Electric quadrupole moment of neutron is generally believed to be zero due to algebraic argument for spin 1/2 particles: https://physics.stackexchange.…lectric-quadrupole-moment ... but there are problems with spin already of proton ( https://en.wikipedia.org/wiki/Proton_spin_crisis ).
However, aligning three charged quarks we cannot avoid both dipole and quardupole moment ... also many articles claim neutron has positive core/negative shell (e.g. https://journals.aps.org/prl/pdf/10.1103/PhysRevLett.7.144 , http://www.actaphys.uj.edu.pl/…eries=Reg&vol=30&page=119 , http://www.phys.utk.edu/neutro…chool/lectures/greene.pdf - plots below), what being toward spin direction would again give electric quadrupole.

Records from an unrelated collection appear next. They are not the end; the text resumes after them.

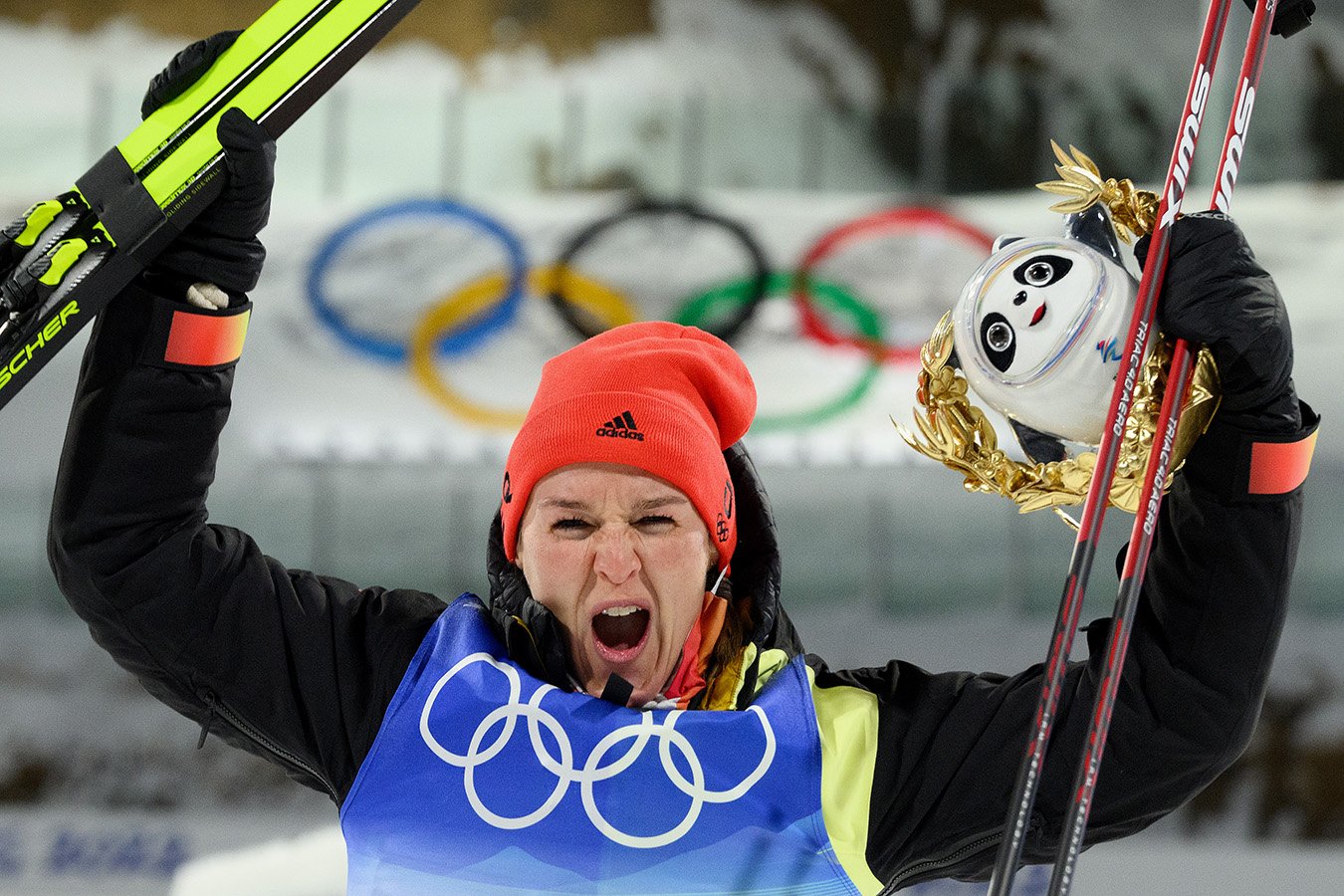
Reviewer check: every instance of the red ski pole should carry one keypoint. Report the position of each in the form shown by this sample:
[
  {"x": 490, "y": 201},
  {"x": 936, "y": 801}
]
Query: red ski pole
[
  {"x": 1108, "y": 453},
  {"x": 1159, "y": 466}
]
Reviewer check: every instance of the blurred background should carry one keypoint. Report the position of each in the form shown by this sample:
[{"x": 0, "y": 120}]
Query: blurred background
[{"x": 687, "y": 157}]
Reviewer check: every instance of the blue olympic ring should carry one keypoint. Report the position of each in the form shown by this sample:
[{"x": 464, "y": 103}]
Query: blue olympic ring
[{"x": 453, "y": 342}]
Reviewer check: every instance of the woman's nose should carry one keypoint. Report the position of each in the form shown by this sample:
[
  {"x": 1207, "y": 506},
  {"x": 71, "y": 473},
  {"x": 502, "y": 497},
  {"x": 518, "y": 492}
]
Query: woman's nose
[{"x": 614, "y": 557}]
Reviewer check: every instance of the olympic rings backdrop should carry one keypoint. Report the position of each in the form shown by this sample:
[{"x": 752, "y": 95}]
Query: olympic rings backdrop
[{"x": 468, "y": 305}]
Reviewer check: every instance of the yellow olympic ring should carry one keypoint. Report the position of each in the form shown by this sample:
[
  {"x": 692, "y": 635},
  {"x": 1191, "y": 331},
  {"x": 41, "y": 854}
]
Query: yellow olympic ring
[{"x": 602, "y": 301}]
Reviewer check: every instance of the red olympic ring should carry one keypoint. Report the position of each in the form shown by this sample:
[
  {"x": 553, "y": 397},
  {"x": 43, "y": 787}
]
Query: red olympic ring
[{"x": 890, "y": 220}]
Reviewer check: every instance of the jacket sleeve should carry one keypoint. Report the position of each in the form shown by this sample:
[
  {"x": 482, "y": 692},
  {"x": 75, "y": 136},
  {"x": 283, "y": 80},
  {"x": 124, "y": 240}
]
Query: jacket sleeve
[
  {"x": 1205, "y": 635},
  {"x": 289, "y": 665}
]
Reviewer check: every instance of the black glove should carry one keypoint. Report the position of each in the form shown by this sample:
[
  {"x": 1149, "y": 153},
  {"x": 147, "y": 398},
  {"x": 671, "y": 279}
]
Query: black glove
[
  {"x": 1216, "y": 293},
  {"x": 221, "y": 246}
]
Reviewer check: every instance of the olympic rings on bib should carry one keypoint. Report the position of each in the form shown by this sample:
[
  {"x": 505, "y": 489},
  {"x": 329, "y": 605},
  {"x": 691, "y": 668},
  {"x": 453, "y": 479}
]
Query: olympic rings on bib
[
  {"x": 655, "y": 214},
  {"x": 472, "y": 300},
  {"x": 590, "y": 772},
  {"x": 832, "y": 297},
  {"x": 472, "y": 332},
  {"x": 916, "y": 220}
]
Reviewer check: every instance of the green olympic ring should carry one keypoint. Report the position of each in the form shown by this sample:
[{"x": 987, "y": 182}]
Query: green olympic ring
[{"x": 832, "y": 296}]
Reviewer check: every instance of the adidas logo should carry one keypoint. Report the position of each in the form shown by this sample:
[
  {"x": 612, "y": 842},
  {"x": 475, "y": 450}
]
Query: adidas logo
[{"x": 621, "y": 427}]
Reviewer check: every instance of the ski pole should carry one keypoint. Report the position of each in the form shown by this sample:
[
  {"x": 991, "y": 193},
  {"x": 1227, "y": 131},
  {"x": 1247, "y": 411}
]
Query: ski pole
[
  {"x": 1108, "y": 454},
  {"x": 1159, "y": 465}
]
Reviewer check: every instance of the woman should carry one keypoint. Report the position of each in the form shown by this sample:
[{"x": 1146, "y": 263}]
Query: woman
[{"x": 630, "y": 710}]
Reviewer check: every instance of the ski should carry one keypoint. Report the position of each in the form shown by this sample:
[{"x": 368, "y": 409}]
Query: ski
[{"x": 68, "y": 257}]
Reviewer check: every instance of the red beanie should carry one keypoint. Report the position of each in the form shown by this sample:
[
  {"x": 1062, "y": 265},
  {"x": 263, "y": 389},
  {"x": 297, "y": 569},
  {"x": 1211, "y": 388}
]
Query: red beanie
[{"x": 659, "y": 396}]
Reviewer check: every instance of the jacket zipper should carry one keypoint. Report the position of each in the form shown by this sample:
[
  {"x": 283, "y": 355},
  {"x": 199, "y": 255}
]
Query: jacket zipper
[
  {"x": 218, "y": 708},
  {"x": 957, "y": 853}
]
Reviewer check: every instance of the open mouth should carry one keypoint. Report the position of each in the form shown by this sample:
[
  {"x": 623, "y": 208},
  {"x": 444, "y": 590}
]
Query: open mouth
[{"x": 620, "y": 631}]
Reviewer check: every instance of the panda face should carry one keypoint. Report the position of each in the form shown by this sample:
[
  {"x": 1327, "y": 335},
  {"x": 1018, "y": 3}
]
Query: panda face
[{"x": 1033, "y": 299}]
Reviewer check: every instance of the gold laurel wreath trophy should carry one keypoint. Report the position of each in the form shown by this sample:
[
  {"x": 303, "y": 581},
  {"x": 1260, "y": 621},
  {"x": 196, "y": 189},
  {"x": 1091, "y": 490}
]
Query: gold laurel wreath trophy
[{"x": 956, "y": 433}]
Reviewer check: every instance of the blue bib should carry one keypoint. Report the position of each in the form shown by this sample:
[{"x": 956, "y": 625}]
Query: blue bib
[{"x": 484, "y": 780}]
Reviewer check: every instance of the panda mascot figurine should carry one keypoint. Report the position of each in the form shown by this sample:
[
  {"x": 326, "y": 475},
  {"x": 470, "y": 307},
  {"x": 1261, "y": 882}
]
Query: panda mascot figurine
[{"x": 1040, "y": 327}]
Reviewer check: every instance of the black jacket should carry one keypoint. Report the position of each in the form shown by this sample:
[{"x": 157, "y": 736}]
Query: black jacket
[{"x": 299, "y": 668}]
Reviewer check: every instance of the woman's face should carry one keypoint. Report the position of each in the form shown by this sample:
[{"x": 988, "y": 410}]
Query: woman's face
[{"x": 620, "y": 558}]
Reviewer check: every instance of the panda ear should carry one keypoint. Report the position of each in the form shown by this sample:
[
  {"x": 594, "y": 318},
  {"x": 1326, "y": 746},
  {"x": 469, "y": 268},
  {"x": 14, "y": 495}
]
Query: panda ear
[{"x": 1093, "y": 226}]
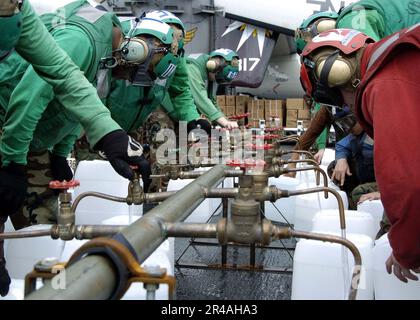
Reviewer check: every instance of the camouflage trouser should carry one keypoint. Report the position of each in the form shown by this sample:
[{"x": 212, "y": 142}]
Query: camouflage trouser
[
  {"x": 363, "y": 189},
  {"x": 41, "y": 202},
  {"x": 156, "y": 121}
]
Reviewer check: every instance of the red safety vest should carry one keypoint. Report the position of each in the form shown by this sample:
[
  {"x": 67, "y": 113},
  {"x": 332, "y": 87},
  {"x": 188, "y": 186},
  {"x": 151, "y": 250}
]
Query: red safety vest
[{"x": 374, "y": 59}]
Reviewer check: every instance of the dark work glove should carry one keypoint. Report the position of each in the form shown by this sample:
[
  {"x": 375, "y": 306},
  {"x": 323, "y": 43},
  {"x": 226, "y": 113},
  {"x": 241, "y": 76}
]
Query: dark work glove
[
  {"x": 4, "y": 279},
  {"x": 122, "y": 151},
  {"x": 199, "y": 124},
  {"x": 60, "y": 169},
  {"x": 13, "y": 187}
]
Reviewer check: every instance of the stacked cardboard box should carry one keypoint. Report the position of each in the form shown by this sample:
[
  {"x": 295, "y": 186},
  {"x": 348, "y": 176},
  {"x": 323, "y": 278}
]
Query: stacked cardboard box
[
  {"x": 256, "y": 109},
  {"x": 273, "y": 112},
  {"x": 228, "y": 110},
  {"x": 241, "y": 103},
  {"x": 221, "y": 100},
  {"x": 294, "y": 107}
]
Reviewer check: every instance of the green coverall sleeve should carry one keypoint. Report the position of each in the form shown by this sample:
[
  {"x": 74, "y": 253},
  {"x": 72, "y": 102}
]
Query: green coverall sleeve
[
  {"x": 180, "y": 97},
  {"x": 71, "y": 88},
  {"x": 321, "y": 141},
  {"x": 32, "y": 95},
  {"x": 370, "y": 22},
  {"x": 65, "y": 146},
  {"x": 199, "y": 91}
]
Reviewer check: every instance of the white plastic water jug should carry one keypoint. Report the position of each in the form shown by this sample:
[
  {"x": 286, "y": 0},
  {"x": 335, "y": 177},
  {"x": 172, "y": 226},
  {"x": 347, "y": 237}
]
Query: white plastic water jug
[
  {"x": 99, "y": 176},
  {"x": 308, "y": 205},
  {"x": 328, "y": 221},
  {"x": 287, "y": 206},
  {"x": 329, "y": 156},
  {"x": 318, "y": 270},
  {"x": 387, "y": 286},
  {"x": 375, "y": 208}
]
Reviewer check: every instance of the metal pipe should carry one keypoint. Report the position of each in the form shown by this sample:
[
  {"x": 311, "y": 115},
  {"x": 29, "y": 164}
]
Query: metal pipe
[
  {"x": 316, "y": 164},
  {"x": 83, "y": 232},
  {"x": 310, "y": 161},
  {"x": 288, "y": 139},
  {"x": 229, "y": 173},
  {"x": 158, "y": 196},
  {"x": 80, "y": 197},
  {"x": 94, "y": 277},
  {"x": 221, "y": 193},
  {"x": 349, "y": 245},
  {"x": 190, "y": 230},
  {"x": 285, "y": 193},
  {"x": 25, "y": 234},
  {"x": 307, "y": 153}
]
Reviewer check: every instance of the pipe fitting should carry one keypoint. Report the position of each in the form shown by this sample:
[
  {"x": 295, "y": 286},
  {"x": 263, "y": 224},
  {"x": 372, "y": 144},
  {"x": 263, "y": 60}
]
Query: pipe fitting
[{"x": 135, "y": 193}]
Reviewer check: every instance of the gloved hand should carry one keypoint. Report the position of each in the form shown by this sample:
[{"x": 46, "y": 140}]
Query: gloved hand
[
  {"x": 60, "y": 169},
  {"x": 199, "y": 124},
  {"x": 122, "y": 151},
  {"x": 4, "y": 279},
  {"x": 13, "y": 187}
]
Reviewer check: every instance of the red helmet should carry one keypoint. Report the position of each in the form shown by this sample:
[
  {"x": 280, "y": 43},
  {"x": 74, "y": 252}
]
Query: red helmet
[
  {"x": 347, "y": 41},
  {"x": 323, "y": 70}
]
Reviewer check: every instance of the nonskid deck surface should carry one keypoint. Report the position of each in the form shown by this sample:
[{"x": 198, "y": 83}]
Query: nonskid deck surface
[{"x": 216, "y": 284}]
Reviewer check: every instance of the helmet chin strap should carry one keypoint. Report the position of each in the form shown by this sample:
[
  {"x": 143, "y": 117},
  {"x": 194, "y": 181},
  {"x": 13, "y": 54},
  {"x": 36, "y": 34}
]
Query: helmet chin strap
[
  {"x": 323, "y": 93},
  {"x": 328, "y": 66}
]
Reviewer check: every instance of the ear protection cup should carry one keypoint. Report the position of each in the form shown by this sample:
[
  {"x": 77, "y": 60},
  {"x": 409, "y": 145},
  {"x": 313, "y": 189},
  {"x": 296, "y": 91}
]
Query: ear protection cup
[
  {"x": 340, "y": 73},
  {"x": 334, "y": 70},
  {"x": 212, "y": 65},
  {"x": 325, "y": 25},
  {"x": 134, "y": 50}
]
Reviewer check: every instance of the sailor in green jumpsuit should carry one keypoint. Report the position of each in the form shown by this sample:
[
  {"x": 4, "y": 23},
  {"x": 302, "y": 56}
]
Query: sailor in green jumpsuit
[
  {"x": 204, "y": 71},
  {"x": 98, "y": 35}
]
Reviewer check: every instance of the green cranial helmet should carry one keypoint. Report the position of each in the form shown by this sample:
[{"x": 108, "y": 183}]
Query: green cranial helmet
[
  {"x": 309, "y": 28},
  {"x": 10, "y": 26},
  {"x": 140, "y": 52},
  {"x": 231, "y": 69}
]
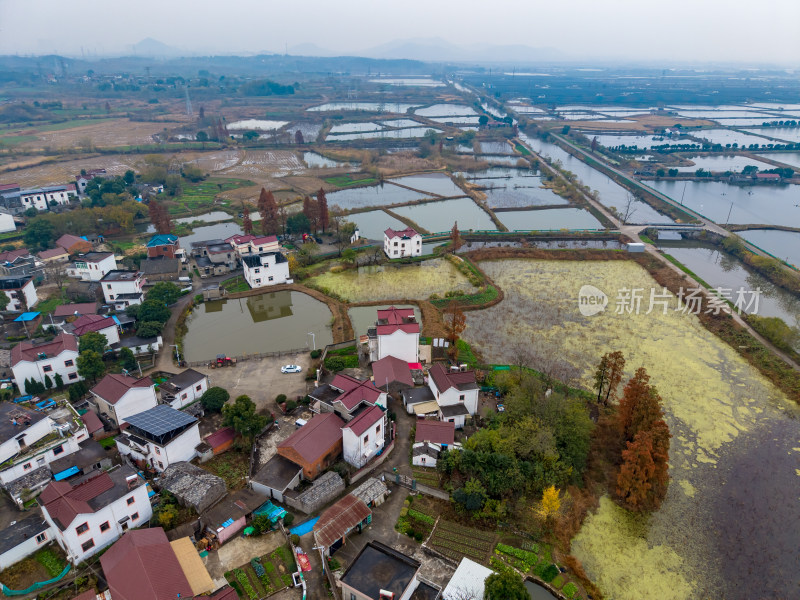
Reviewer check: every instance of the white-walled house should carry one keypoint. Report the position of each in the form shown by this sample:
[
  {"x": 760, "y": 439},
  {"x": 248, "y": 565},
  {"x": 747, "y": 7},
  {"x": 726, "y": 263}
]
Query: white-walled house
[
  {"x": 92, "y": 266},
  {"x": 396, "y": 333},
  {"x": 119, "y": 396},
  {"x": 93, "y": 512},
  {"x": 456, "y": 393},
  {"x": 184, "y": 388},
  {"x": 160, "y": 437},
  {"x": 265, "y": 269},
  {"x": 364, "y": 436},
  {"x": 403, "y": 243},
  {"x": 123, "y": 288},
  {"x": 20, "y": 291},
  {"x": 58, "y": 356}
]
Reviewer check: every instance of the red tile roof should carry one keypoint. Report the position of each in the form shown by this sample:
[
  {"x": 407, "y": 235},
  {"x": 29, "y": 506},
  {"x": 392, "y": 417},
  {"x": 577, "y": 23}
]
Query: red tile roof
[
  {"x": 444, "y": 379},
  {"x": 392, "y": 319},
  {"x": 27, "y": 351},
  {"x": 393, "y": 370},
  {"x": 354, "y": 391},
  {"x": 315, "y": 438},
  {"x": 436, "y": 432},
  {"x": 401, "y": 233},
  {"x": 143, "y": 566},
  {"x": 82, "y": 308},
  {"x": 223, "y": 436},
  {"x": 65, "y": 502},
  {"x": 92, "y": 422},
  {"x": 365, "y": 420},
  {"x": 87, "y": 323},
  {"x": 340, "y": 518},
  {"x": 112, "y": 387}
]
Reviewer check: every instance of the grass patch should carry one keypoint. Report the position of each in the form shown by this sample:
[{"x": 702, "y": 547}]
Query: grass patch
[{"x": 348, "y": 180}]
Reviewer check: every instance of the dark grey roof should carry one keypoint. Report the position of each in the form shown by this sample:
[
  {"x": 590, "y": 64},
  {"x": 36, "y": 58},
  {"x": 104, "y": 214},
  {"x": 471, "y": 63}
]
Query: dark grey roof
[
  {"x": 417, "y": 395},
  {"x": 13, "y": 535},
  {"x": 160, "y": 422},
  {"x": 379, "y": 567},
  {"x": 453, "y": 410},
  {"x": 278, "y": 473}
]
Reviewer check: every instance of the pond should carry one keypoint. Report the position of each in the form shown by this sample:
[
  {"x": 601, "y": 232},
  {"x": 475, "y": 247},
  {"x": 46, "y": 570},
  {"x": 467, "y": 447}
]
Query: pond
[
  {"x": 375, "y": 195},
  {"x": 363, "y": 317},
  {"x": 211, "y": 232},
  {"x": 752, "y": 204},
  {"x": 257, "y": 125},
  {"x": 432, "y": 183},
  {"x": 548, "y": 219},
  {"x": 440, "y": 216},
  {"x": 372, "y": 224},
  {"x": 388, "y": 107},
  {"x": 787, "y": 158},
  {"x": 417, "y": 281},
  {"x": 610, "y": 193},
  {"x": 733, "y": 432},
  {"x": 720, "y": 164},
  {"x": 268, "y": 322},
  {"x": 782, "y": 244},
  {"x": 446, "y": 110},
  {"x": 724, "y": 271}
]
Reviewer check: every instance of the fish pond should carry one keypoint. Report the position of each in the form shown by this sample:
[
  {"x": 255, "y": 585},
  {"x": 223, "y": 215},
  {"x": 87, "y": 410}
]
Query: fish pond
[{"x": 269, "y": 322}]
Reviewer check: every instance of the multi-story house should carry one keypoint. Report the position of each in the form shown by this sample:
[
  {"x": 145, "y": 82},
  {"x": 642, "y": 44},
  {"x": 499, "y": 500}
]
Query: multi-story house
[{"x": 89, "y": 514}]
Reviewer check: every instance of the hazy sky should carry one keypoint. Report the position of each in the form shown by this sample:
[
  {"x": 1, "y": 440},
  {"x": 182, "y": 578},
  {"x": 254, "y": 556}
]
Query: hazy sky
[{"x": 672, "y": 30}]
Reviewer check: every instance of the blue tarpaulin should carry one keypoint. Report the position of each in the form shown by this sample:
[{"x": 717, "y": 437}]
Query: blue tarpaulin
[
  {"x": 27, "y": 317},
  {"x": 64, "y": 474}
]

And e.g. https://journals.aps.org/prc/a…0.1103/PhysRevC.63.015202 clearly states "All models give a positive intrinsic quadrupole moment for the proton (...)
Due to angular momentum selection rules, a spin J=1/2 nucleus, such as the nucleon, does not have a spectroscopic quadrupole moment; however, it may have an intrinsic quadrupole moment as was realized more than 50 years ago" - so only spectroscopic has to be zero, intrinsic can be nonzero.
What do you think about electric quadrupole moment of neutron? Do your model need nonzero? What neutron charge distribution it predicts?
Mine ( https://arxiv.org/pdf/2108.07896 ) is based on quark strings/gluon flux tubes - usually modeled as topological vortices. They can form knots, crucial e.g. for halo binding ( Halo nuclei - requiring to rethink what we know about nuclear forces ), so baryons would be the simplest knots - one vortex around another.
These two vortices interact, as in below diagram it enforces hedgehog-like configuration in the center, which is interpreted as electric charge - proton can just enclose it, neutron has to compensate it - leading to higher mass, positive core/negative shell ... and so should have electric quadrupole moment, also deuteron - for which it was tested experimentally, and indeed turned out quite large.